El orgasmo tiene, tanto como palabra como acción, una
sensación mágica. Lo sabemos porque lo vivimos y lo decimos sabiendo que
trasmitimos una experiencia personal que, aunque equiparable, fisiológicamente,
a tantas otras experiencias, es fruto de una vivencia tan subjetiva como la que más.
El orgasmo es, sin dudas, una elegía de la vida. Como muchas
otras, pero que tiene la particularidad de ser inequívocamente positiva para el
ser. El orgasmo es la manifestación personal de un momento de intimidad que
surge por una excitación adecuada y que se expresa como lo sentimos o podemos.
Ahora bien, es importante señalar, una evidencia y una obviedad, que, en
ocasiones, pasa desapercibida y hasta ignorada: El orgasmo es de uno.
La
capacidad de tener un orgasmo es de uno. El otro, con su disponibilidad, habilidad,
(¿técnica?), capacidad de escuchar lo que uno precisa y otras cualidades; todo
eso puede generar, en el mejor de los casos, las condiciones óptimas para que
el orgasmo se muestre, se genere, se exhiba.

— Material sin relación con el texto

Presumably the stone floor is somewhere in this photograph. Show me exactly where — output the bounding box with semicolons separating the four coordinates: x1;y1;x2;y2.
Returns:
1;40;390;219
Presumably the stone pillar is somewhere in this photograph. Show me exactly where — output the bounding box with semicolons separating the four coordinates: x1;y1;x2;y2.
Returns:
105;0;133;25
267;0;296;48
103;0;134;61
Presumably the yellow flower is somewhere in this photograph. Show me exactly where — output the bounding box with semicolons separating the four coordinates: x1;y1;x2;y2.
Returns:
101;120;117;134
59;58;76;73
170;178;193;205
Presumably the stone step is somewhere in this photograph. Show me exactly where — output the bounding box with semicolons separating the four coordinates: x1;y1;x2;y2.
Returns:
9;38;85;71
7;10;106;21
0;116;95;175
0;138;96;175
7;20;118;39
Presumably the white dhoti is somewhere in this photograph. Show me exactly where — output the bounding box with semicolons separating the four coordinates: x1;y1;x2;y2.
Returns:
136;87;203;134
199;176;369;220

Pero aun en esta situación, sigue
siendo de uno mismo. Es la persona que “orgasmea” la que lo ofrece, lo deja
salir, lo muestra. Por eso el orgasmo, por más que precise algunas condiciones fisiológicas
básicas –estudiables, diagnosticables y hasta tratables- siempre es una experiencia que nace del consentimiento, ese
núcleo central de la sexualidad saludable.

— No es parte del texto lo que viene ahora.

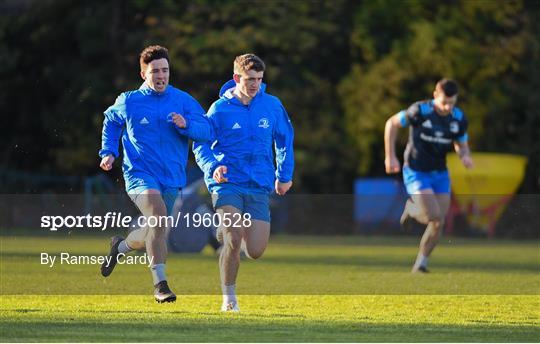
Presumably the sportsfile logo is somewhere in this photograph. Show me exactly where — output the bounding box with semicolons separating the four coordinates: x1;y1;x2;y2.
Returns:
41;212;132;231
40;212;252;231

Por eso vuelvo a esa idea que ya desarrolle cuando escribí
ese neologismo que todo el mundo vive sin, necesariamente, nombrar: orgasmear. Este es un verbo que debemos aprender a conjugar mejor y más. Siempre a partir de
uno mismo. Orgasmear es una de las formas de empoderarse. Es asumir que
somos sexuados, eróticos, integrales, soberanos y humanos, maravillosamente
humanos.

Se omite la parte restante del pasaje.